On dira à qui veut bien l’entendre que c’est la vie. On dira que bien d’autres sont morts avant lui. On dira que, finalement, il a eu une belle vie. Et puis, de quoi nous souviendrons-nous? L’avons-nous écouté? Qu’est-ce qu’on dira à nos enfants de cette génération qui s’en va?
Ce sont les visages des bâtisseurs du Québec qui s’effacent tranquillement. Ces hommes qui ont tout construit de leurs mains, qui, avec courage et force, ont défriché le Québec au sens propre comme au figuré. Ces femmes aussi qui ont littéralement peuplé le Québec, qui ont sacrifié leur corps et leur jeunesse au nom d’une nation et d’une religion qui ne redonnait pas souvent ses richesses.
Au-delà des exploits plus retentissants des Béliveau de ce monde, que retient-on de cette génération “tranquille”? Qui se souviendra de ces enfants devenus grands trop tôt? De ces pères et ces mères qui ont tout donné alors qu’ils n’avaient rien? De ces grands-parents qui nous invitaient avec une table trop garnie? Qui se souviendra de leurs danses enjouées, de leur musique qualifiée folklorique?
Oserons-nous parler de leur misère? Celle-là même qui nous a fait grandir, qui nous a amené vers des vies plus faciles. Celle-là même qui leur apporte un sourire aux lèvres et des yeux attendris quand on se plaint de notre vie trop remplie.

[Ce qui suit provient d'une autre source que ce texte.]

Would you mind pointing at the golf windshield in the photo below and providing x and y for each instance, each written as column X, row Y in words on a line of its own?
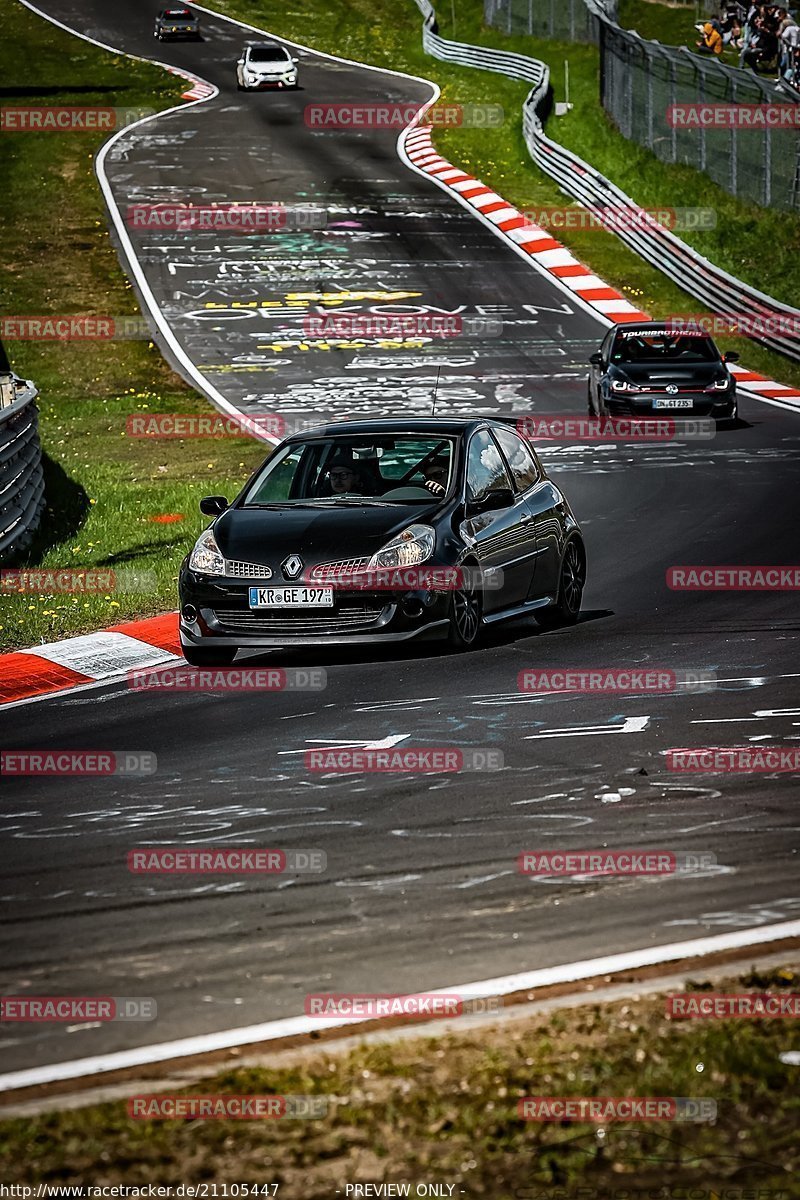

C’est une génération discrète, mais forte. C’est une génération au rôle immense dans toutes nos familles. Ils sont fiers de ce qu’ils ont accompli, particulièrement de cette famille qu’ils ont bâtie. Et si on leur disait qu’on est fier aussi? Et si on leur disait tous un immense merci? Et si on les regardait avec le sourire aux lèvres et le regard attendrit nous aussi?